Reputation: 71
I am generating the JSON data using the UI and that UI is used to take the input from user and generate the JSON file consisting of the input. Then we use JSON file data to filter out the records on the basis of two columns(country
and currency
).
json__data = {
"Year": 2019,
"EXCHANGE":
[
{
"total": 142250.0,
"COUNTRY":"JPN",
"CUR": "YEN"
},
{
"total": 210.88999999999996,
"COUNTRY": "US"
"CUR": "DOL"
},
{
"total": 1065600.0,
"COUNTRY": "UK"
"CUR": "POU"
}
]
}
Above is the json file sample. I have another file demo.csv
that has multiple columns like(Name
, Currency
, Contact_details
, Currency
etc.). I need only the records which are containing in the json file. For example- I need records from country (US
, UK
, JPN
) and currency(DOL
, POU
, YEN
). I need the logic to implement this condition.
import json
from pyspark.sql import SparkSession
class Test(object):
def __init__(self, json__data,a):
self.a = []
self.dict = json.loads(json__data)
for data in dict:
a.append(data['COUNTRY']) #a= [US, UK, JPN]
b.append(data['CUR']) #b= [DOL, POU, YEN]
def spark(self,a):
ss = SparkSession.builder.master("local[1]").appName("This is sample csv").getOrCreate()
df = ss.read.format("csv").load("C:\\Users\\demo.csv")
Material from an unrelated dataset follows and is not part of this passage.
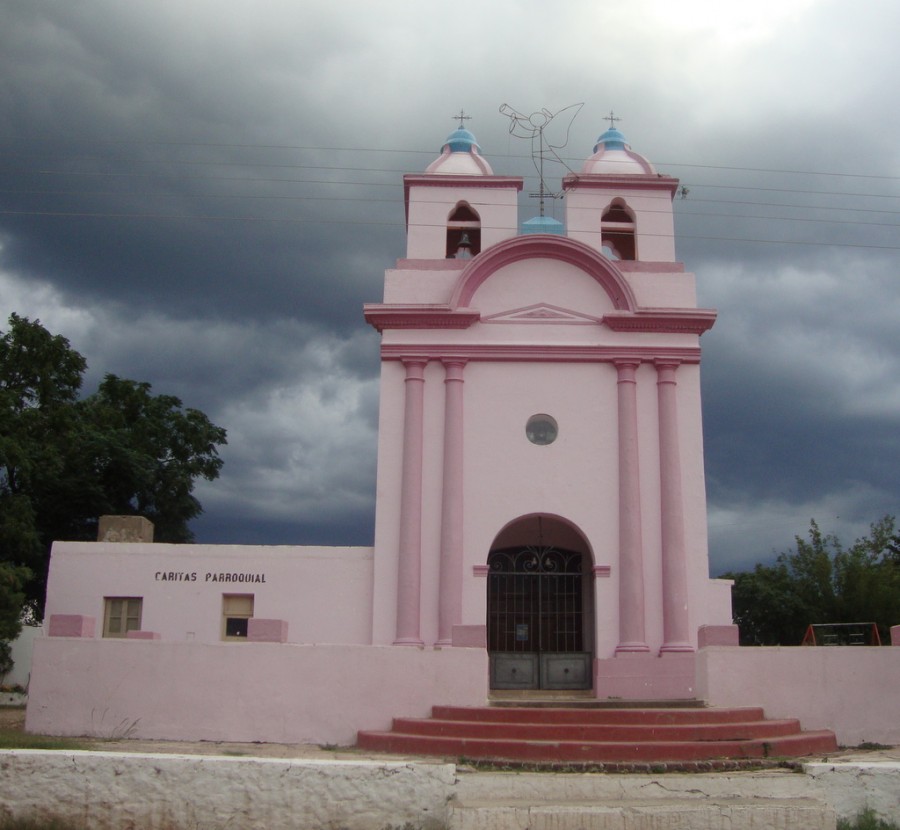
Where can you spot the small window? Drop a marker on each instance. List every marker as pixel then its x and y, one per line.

dt = spark.sql(SELECT * FROM df where col("COUNTRY") IN a and col("CURRENCY") IN b) # I need all records satisfying given filter conditions
ds = dt.show()
Upvotes: 0
Views: 591
Reputation: 32700
You can simply use filter
like this:
import pyspark.sql.functions as F
df1 = df.filter(F.col("COUNTRY").isin(a) & F.col("CURRENCY").isin(b))
Or you can read the json file using spark then join with the other dataframe from csv:
df_json = spark.read.json("path_to_json")
df_csv = spark.read.csv("path_to_csv")
result = df_csv.join(
df_json.select("COUNTRY", "CURRENCY"),
on=["COUNTRY", "CURRENCY"],
how="inner"
)
Upvotes: 1